For the rest of their lovemaking, Marx could barely concentrate. He didn’t want to forget the word “counterpart,” but he also didn’t want to interrupt sex with Zoe to write it down. But Zoe could sense Marx’s distance. “Where are you?” she asked.

Counterpart High came out the second week of February 2001 and was an instant best seller for Unfair. By its third week of release, Counterpart High, or CPH, as it was known by fans, had significantly outsold Both Sides, and Marx immediately set the boys to making a sequel. Unlike Sadie, Simon and Ant liked sequels and didn’t see them as a sellout. They claimed that they had imagined CPH as a quartet anyway—a game for each year of high school.

By its tenth week of release, CPH was the best-selling PC game in America. PlayStation and Xbox ports were already in the works, and there was talk of porting it to Nintendo.

By the end of the year, CPH would outsell the original Ichigo.

The staff who had worked on Both Sides were moved over to CPH2. Until they could lease additional office space, Sadie ceded her office to Simon and Ant, and moved down the hall, to share with Marx. When Marx needed privacy, Sadie would use Sam’s office, or she would walk home to Clownerina. Sadie didn’t mind losing her office. She and Sam hadn’t settled on an idea for their next game, and she wasn’t working much anyway. They occasionally tossed concepts back and forth, but nothing seemed to inspire either of them to action. Sam occasionally floated the idea of making Ichigo III, but Sadie thought that felt like retreat. For the first time in five years, they didn’t actively work on a game.

Sadie was not, by nature, ungenerous, and she didn’t begrudge Counterpart High its success. She felt excited for Marx, her partner, and his ability to spot talent. She felt excited that her company was going to be significantly in the black for 2001, despite the disappointing sales of Both Sides. She felt, perhaps, old. She was still only twenty-five, but until that point, she had always been the youngest in any room she’d been in, and she had derived power from that. Even though Simon and Ant were only a handful of years younger than her, they seemed like they were from a different generation than Sadie and Sam. They didn’t have the same issues she had. They liked sequels! They didn’t care about building their own engines, or who got credit for what, or where a good idea came from. They had been playing games since they were in diapers. Their presence, in combination with the failure of Both Sides, made her feel ancient and out of touch.

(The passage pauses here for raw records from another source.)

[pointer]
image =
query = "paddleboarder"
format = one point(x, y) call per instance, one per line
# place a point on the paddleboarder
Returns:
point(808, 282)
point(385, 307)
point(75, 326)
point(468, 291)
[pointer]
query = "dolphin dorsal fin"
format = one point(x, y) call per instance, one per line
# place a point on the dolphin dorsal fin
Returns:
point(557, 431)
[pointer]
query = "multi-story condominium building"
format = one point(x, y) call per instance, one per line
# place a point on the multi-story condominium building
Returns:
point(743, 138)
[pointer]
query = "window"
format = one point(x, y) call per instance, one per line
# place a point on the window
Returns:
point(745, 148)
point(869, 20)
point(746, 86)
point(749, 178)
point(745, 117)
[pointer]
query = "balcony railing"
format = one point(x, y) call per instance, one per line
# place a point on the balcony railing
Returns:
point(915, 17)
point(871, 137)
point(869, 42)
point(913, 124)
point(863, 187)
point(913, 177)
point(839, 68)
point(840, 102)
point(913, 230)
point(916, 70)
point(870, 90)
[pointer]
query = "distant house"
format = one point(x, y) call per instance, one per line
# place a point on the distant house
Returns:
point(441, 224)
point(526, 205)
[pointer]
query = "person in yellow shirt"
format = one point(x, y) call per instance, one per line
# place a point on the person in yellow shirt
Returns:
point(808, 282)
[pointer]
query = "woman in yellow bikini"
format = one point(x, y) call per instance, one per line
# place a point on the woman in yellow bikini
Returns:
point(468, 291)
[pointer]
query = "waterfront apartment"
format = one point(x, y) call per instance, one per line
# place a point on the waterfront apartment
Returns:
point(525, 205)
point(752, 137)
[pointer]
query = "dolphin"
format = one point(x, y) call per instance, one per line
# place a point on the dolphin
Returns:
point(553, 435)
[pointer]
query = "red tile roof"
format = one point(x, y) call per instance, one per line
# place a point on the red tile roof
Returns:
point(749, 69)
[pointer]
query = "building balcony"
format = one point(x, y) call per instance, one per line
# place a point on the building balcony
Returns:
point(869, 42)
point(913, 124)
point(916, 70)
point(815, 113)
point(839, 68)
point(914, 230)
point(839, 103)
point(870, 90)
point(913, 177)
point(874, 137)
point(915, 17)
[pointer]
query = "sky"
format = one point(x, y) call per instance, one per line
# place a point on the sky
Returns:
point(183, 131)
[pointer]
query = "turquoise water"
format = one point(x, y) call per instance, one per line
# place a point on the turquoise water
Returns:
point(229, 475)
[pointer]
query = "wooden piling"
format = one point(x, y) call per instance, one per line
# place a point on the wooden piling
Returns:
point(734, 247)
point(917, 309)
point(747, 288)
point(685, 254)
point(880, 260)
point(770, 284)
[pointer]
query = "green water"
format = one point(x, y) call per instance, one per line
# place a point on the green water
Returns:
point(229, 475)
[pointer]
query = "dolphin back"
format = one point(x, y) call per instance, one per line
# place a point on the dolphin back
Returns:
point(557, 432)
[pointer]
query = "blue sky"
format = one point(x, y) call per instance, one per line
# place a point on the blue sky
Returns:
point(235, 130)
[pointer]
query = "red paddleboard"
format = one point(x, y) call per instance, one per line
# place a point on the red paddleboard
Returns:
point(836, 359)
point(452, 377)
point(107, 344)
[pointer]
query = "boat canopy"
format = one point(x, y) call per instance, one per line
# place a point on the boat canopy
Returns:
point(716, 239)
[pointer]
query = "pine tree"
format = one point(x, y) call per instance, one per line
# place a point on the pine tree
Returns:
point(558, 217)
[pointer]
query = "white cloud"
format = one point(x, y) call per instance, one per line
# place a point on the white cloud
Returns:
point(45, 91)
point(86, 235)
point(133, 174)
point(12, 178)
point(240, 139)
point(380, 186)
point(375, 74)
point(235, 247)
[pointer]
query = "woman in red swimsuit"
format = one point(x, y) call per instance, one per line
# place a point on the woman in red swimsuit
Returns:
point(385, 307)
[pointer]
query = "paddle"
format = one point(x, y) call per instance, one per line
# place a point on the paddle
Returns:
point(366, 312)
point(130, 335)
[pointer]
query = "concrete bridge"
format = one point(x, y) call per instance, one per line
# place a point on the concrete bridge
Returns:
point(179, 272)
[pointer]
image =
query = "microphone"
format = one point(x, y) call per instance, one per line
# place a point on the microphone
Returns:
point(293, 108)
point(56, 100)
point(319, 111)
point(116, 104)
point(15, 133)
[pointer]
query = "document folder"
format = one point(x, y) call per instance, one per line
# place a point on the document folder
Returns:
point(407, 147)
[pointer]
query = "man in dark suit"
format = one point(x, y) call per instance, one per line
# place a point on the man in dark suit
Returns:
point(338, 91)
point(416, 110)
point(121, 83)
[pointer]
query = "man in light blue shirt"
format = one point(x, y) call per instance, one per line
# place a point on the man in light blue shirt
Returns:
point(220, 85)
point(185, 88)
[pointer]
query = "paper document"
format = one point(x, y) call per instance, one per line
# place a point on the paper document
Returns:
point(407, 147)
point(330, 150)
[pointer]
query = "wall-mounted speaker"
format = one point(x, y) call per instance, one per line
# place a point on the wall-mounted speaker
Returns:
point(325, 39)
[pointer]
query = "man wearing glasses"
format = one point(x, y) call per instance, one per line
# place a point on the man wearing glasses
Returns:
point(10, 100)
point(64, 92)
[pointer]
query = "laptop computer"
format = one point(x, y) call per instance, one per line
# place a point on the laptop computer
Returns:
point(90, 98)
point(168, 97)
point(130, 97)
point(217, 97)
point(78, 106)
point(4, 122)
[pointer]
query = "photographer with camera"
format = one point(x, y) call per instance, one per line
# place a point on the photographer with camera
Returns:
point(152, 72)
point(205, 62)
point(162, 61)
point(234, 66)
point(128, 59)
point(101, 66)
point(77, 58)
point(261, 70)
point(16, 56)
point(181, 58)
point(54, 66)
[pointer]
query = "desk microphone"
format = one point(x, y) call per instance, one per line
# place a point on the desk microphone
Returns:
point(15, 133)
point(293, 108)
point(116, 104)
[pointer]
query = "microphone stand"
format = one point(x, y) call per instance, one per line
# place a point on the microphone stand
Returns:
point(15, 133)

Though Sadie didn’t see it that way, Counterpart High was her accomplishment, too. The game had been built, in part, using Sadie’s engine, and Counterpart High: Sophomore Year, would be built on an improved version of Oneiric. The tech Sadie had created was worth more than the game she had created it for. When Marx came to her with the idea to use Oneiric for Counterpart High, Sadie agreed. She liked the game’s pitch, and she liked Simon and Ant. How could she not like them? They reminded her of Sam and herself. Although a difference between the boys and her team was that Simon and Ant were lovers, too. She’d watch them working and would feel a touch of…It was hard for her to articulate what. A nostalgia for something that had never been? An envy at their intimacy? She wondered what it would have been like if Sam had been her lover. It wasn’t as if she had never thought of it. But Sam had always been so guarded—he was a boy, and also a windowless and doorless tower. She had never found his entrances. She had never kissed him except on the cheek or the forehead. She had, in fourteen years, only intentionally touched him a handful of times, and he had always seemed uncomfortable when she did. And in the end, she had decided she preferred being his creative partner to being his lover. There were so many people who could be your lover, but, if she was honest with herself, there were relatively few people who could move you creatively. Still, when she watched Simon and Ant, she felt that their personal relationship was riskier than her and Sam’s, though maybe it was more rewarding, too.